彼は『コンドル』『大統領の陰謀』『候補者ビル・マッケイ』など、1970年代の政治映画にも多大なるインスピレーションを受けたといい、当時の雰囲気を再現するために、撮影はデジタルではなく、35ミリフィルムで行っている。インターネットが世間に広まる以前の、1980年代の世界に観客を誘ってくれる。
本作主人公のゲイリー・ハートを演じるのは、『レ・ミゼラブル』『グレイテスト・ショーマン』などで知られるヒュー・ジャックマン。情熱と優れた手腕を持つ一方で、とげとげしさやよそよそしさを感じさせるハートという上院議員の役を、ハリウッドきってのナイスガイとして知られるジャックマンが演じることで、非常に複雑で、多面的な人間性が感じられるようになった。

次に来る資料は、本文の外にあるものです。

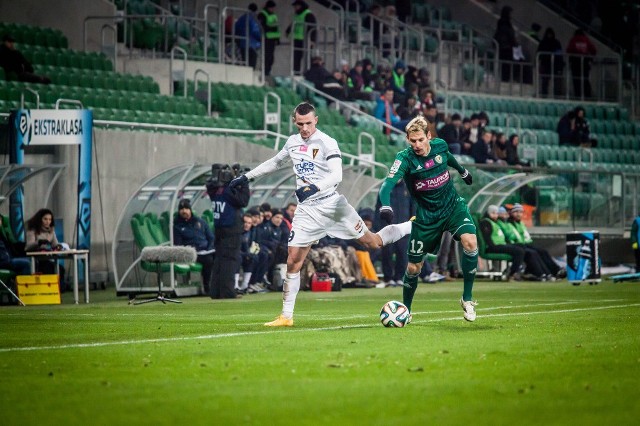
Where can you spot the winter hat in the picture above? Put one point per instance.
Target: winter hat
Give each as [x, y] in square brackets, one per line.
[184, 204]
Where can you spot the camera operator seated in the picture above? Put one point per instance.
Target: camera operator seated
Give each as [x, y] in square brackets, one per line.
[191, 230]
[227, 204]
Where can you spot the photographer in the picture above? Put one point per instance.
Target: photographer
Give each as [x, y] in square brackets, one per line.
[227, 204]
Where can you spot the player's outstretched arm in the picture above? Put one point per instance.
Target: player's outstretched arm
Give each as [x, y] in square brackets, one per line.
[464, 173]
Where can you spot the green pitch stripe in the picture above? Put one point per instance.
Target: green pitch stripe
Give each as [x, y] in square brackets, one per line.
[299, 330]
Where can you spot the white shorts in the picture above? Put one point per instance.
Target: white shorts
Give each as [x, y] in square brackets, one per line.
[332, 216]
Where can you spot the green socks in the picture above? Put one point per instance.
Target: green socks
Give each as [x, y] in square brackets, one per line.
[409, 287]
[469, 268]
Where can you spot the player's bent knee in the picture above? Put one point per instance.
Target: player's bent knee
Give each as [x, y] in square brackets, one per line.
[414, 268]
[469, 242]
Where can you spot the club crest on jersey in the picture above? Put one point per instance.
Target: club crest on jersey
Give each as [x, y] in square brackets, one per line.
[304, 168]
[394, 168]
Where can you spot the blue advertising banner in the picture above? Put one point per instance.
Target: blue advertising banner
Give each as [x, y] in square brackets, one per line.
[55, 127]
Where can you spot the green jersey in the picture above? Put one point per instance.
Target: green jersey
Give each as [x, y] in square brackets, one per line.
[427, 179]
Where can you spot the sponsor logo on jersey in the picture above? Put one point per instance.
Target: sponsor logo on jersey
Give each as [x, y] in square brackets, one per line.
[432, 183]
[304, 168]
[394, 168]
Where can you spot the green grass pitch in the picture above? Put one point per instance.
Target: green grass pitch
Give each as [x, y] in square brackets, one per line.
[538, 354]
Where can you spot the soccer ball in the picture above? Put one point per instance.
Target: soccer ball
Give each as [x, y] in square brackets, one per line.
[394, 314]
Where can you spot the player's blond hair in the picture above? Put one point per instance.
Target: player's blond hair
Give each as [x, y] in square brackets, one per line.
[420, 124]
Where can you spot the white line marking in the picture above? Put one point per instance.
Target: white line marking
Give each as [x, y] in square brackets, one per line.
[253, 333]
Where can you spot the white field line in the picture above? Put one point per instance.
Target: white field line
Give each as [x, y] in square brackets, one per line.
[298, 330]
[58, 315]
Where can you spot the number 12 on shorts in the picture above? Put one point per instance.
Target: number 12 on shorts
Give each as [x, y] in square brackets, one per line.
[416, 247]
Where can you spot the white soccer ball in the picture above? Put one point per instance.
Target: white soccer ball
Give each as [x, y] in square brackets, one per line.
[394, 314]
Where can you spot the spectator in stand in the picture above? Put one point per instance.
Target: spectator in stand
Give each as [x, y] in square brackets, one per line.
[190, 230]
[483, 121]
[369, 74]
[398, 81]
[344, 68]
[269, 22]
[472, 135]
[386, 112]
[581, 51]
[551, 63]
[249, 36]
[355, 83]
[408, 110]
[466, 132]
[534, 31]
[383, 77]
[424, 79]
[513, 159]
[573, 128]
[452, 134]
[324, 80]
[496, 242]
[500, 146]
[428, 98]
[482, 152]
[16, 66]
[303, 29]
[431, 114]
[505, 36]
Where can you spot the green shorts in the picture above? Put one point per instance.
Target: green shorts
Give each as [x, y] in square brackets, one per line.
[425, 237]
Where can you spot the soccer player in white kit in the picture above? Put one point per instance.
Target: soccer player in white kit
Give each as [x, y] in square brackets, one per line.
[317, 164]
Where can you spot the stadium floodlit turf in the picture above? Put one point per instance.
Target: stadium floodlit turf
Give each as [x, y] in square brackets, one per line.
[538, 354]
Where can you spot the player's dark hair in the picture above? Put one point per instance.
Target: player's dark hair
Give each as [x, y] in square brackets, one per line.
[303, 108]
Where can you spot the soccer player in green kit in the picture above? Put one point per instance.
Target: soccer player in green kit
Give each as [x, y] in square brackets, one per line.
[424, 166]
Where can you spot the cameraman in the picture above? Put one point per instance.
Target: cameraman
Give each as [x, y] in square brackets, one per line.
[227, 204]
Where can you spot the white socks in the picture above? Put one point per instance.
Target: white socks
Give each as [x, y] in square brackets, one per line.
[245, 280]
[392, 233]
[290, 290]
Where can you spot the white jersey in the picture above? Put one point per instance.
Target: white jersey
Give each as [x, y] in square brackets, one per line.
[310, 159]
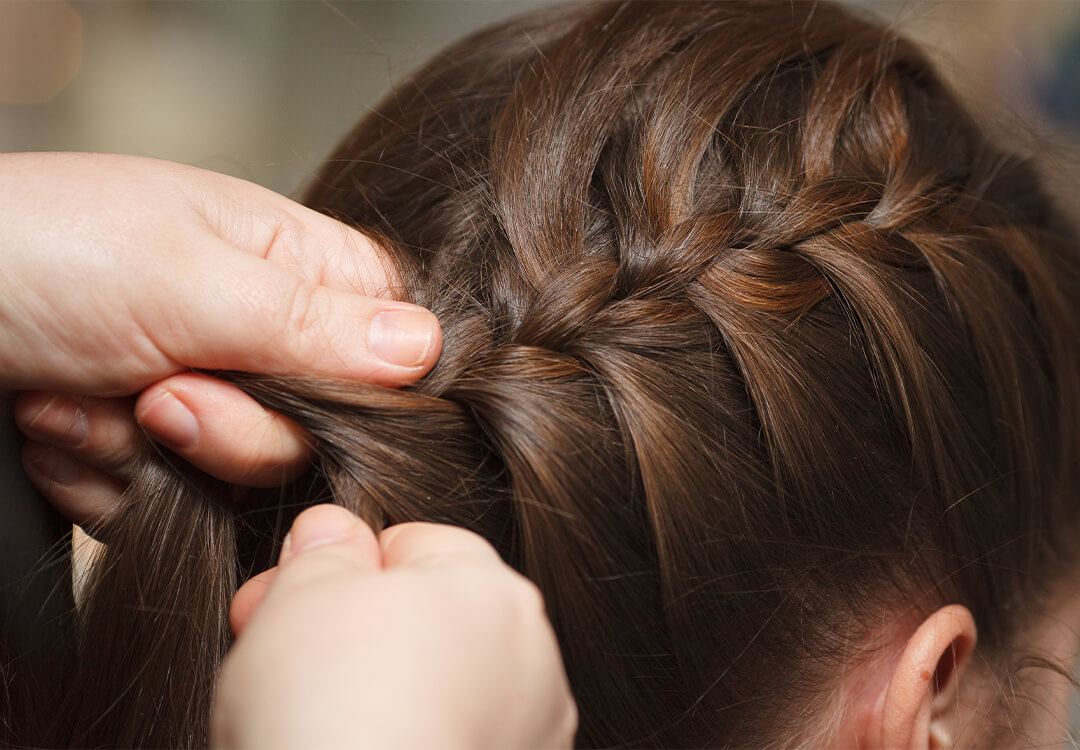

そしてライトマン監督もジャックマンの役作りを絶賛する。「最初の頃、ヒューが資料でパンパンになった厚さ7.5センチもあるようなバインダーを持ち歩いているのを見かけたんだ。『それを全部読むつもりなのかい?』と尋ねたら、『これはもう読み終えた分で、5冊あるうちのひとつなんだよ』と答えた。彼の役作りはそれくらいすごいんだ」。
映画に出てこないハートのスピーチも暗唱
ハートについていろいろと調べた彼は、映画に出てこないハートのスピーチも暗唱できるようになるほどに調べ上げたという。そしてハートにも直接会い、話をいろいろと聞くなど、入念な役作りを行った。「この役をきちんと演じるうえでもっとやれることがあったとは決して思いたくないんだ」というジャックマン。そんな彼の情熱は周囲の人間に大いに刺激を与えた。
本作はハートの物語であると同時に、彼を取り巻く女性たちの物語でもある。妻のリー・ハートは、夫の不貞に傷つきながらも、それでも夫のサポートを買って出ている。後にリーは「皆さんは、わたしが恥をかかされたと感じるべきだと思っているんでしょうけど、そのような単純な感情は若さの特権です。わたしたちの結婚もお互いに対する愛情も複雑なんです」と語っている。
そのリーを演じるのは、ライトマン監督の『マイレージ、マイライフ』でアカデミー賞助演女優賞にノミネートされたヴェラ・ファーミガ。ファーミガ自身も「心が壊れているときに、こんな嵐を乗り切るためには、堂々としたコミットメントが必要だと思う。結婚の複雑さと、一生誰かを愛するという約束の困難さを教えられるわ」とリーへの敬意を抱き続けたという。